The activity had drummed up a cloud of dust that mixed with the confusion and constant wailing and cursing. One of the sheiks stood on a low stone wall near the well and screamed, ‘Is there no one who will stay and fight!’

‘We cannot stay,’ someone cried. ‘If we remain, we will be hanged by the Arab armies as collaborators.’

I will never forget my father walking among them like a saint, calmly checking everyone’s cart, and answering questions. He instructed the men to drive the carts and the younger children to pile on top of the belongings. The women would follow on foot, carrying belongings on their heads and infants in shawls on their hips. My father set a picket of guards as I brought him his horse. He mounted.

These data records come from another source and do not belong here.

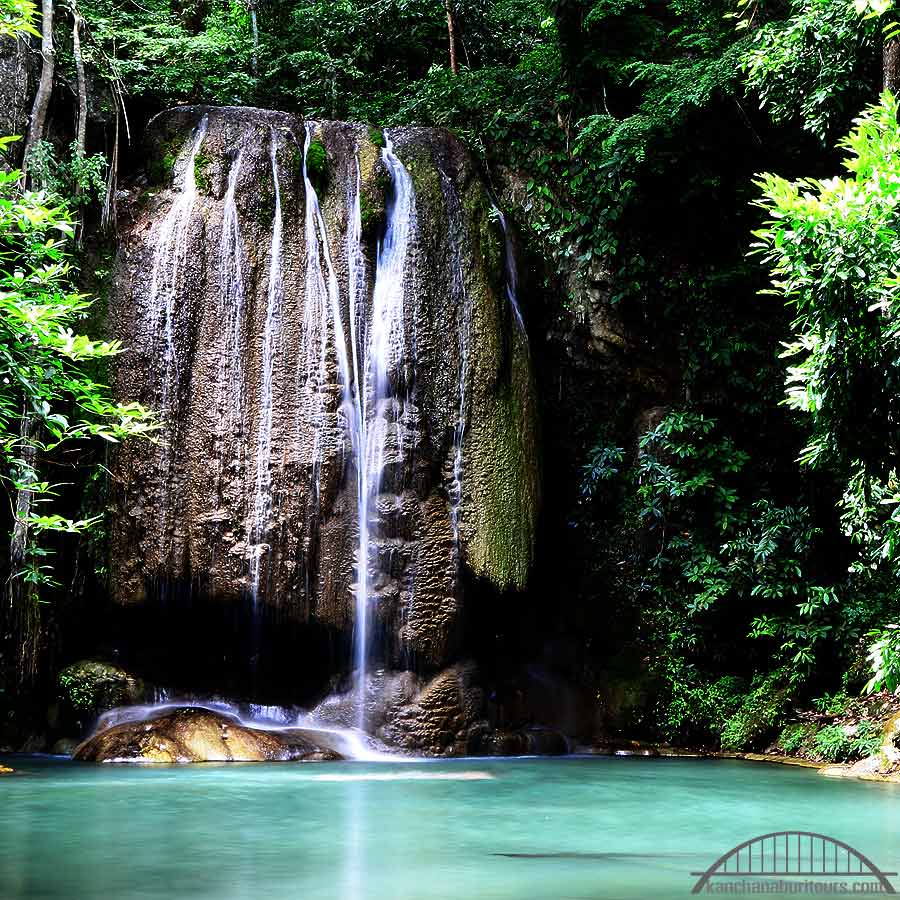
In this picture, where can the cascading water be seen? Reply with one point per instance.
(379, 353)
(262, 495)
(323, 304)
(232, 304)
(319, 416)
(464, 328)
(169, 257)
(512, 274)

‘Do not look back,’ he said and set everyone into motion. On the highway, several jeeps filled with British soldiers stopped traffic as their sirens wailed. There was no movement nor anyone to be seen as we passed Shemesh Kibbutz.

Within moments, carts began to break down, causing us to stop. Those that couldn’t be repaired immediately were ditched and their contents spread among other carts that could scarcely hold them. Time and again we moved to the ditches as bus and truck traffic drove us off the highway. Off in the distant hills we could hear gunfire and then a windstorm consumed us.

When the villagers were out of sight, Farouk came down from Tabah, crossed the highway and went to the kibbutz gate, and asked to see Gideon Asch.

‘Everyone has left except for myself, fourteen men who have agreed to remain, and a half-dozen trusted families who have stayed hidden. We claim Tabah as our land. I do not have the forces to stop either you or the Jihad from taking the village. I am at your mercy.’

Gideon saw through Farouk’s scheme immediately. The Haganah would use the village’s height for an observation post and would defend the position. With villagers remaining, the Jews would probably leave most of the place intact. If the Jews won, Farouk could claim all of Tabah.